Suicide Silence’s tour in particular is sponsored by several brands including Bandsintown, Fender, Sennheiser and Liquid Death. In an era where brand sponsorship of in-person tours has been dwindling for years, brands’ growing willingness to sponsor virtual concerts and tours can also help bolster artists’ press and audience-development efforts — not to mention their incomes.
This kind of audience development mindset around virtual tours can be powerful for artists even beyond a performance context. For instance, to commemorate the release of her latest music video for “Waiting For Me,” independent electronic artist and drummer Madame Gandhi recently posted a list of dates and times for IG Live conversations she is having with multiple artists, influencers and media outlets about the video. While the core focus is a music video and not a show, this is for all intents and purposes a virtual tour, as you can see in her Instagram graphic’s design:
… and/or like digital meet-and-greets with existing fans
If a virtual tour is structured more like a paid, in-person tour with hard ticket sales, then it’s more likely to be for the purpose of engaging already-existing, more loyal fans.
Suicide Silence solidifies this audience focus in the business model for their tour, which allows fans to purchase a ticket-merch bundle for $25 (or $10 for a ticket without a shirt). I’ve seen a few other virtual concert experiences that allowed fans to pay extra for access to special VIP rooms in Minecraft, to paid-only rooms in Discord or to individual meet-and-greet sessions with the artist online.
It’s worth noting that it’s possible to combine the two above approaches — expanding into new audiences through press appearances, and strengthening existing audiences through intimacy — into a single experience. For instance, while all of Lion Babe’s virtual tour was free for fans to attend, the duo also hosted virtual meet-and-greets on the venues’ IG channels for each show a week in advance. As Benros wrote in DJBooth, fans were encouraged during these meet-and-greets “to take selfies on IG, suggest setlist songs, and engage with the artists, giving them a similar experience of an actual show in their city.”
The question of business models will need to come to the forefront when discussing the future of virtual tours and of livestreaming at large. According to Pollstar‘s latest livestreaming chart, only one of the top 50 livestreaming concerts of the past few months was paid — namely BTS’ Bang Bang Con, which might just be the best-selling online paid livestream concert ever at $20 million in revenue.

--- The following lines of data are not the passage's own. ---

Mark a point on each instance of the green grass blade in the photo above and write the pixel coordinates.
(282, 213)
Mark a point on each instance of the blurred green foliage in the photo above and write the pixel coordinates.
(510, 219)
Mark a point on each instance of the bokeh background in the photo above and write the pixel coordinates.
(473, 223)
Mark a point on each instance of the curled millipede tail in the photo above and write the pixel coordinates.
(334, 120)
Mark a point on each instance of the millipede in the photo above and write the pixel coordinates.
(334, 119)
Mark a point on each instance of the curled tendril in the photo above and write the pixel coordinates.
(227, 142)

That revenue tier is achievable only for a fraction of the top 1% of artists in the world. For everyone else, a more regular, incremental business model for online shows makes more sense, and is necessary for most artists to be able to continue paying their bills with their creative work. Virtual tours — which are inherently longer-term and more episodic in structure, and much more technologically and geographically flexible than their in-person analogs — will play a central role in determining the kinds of business models that will endure over the next few months.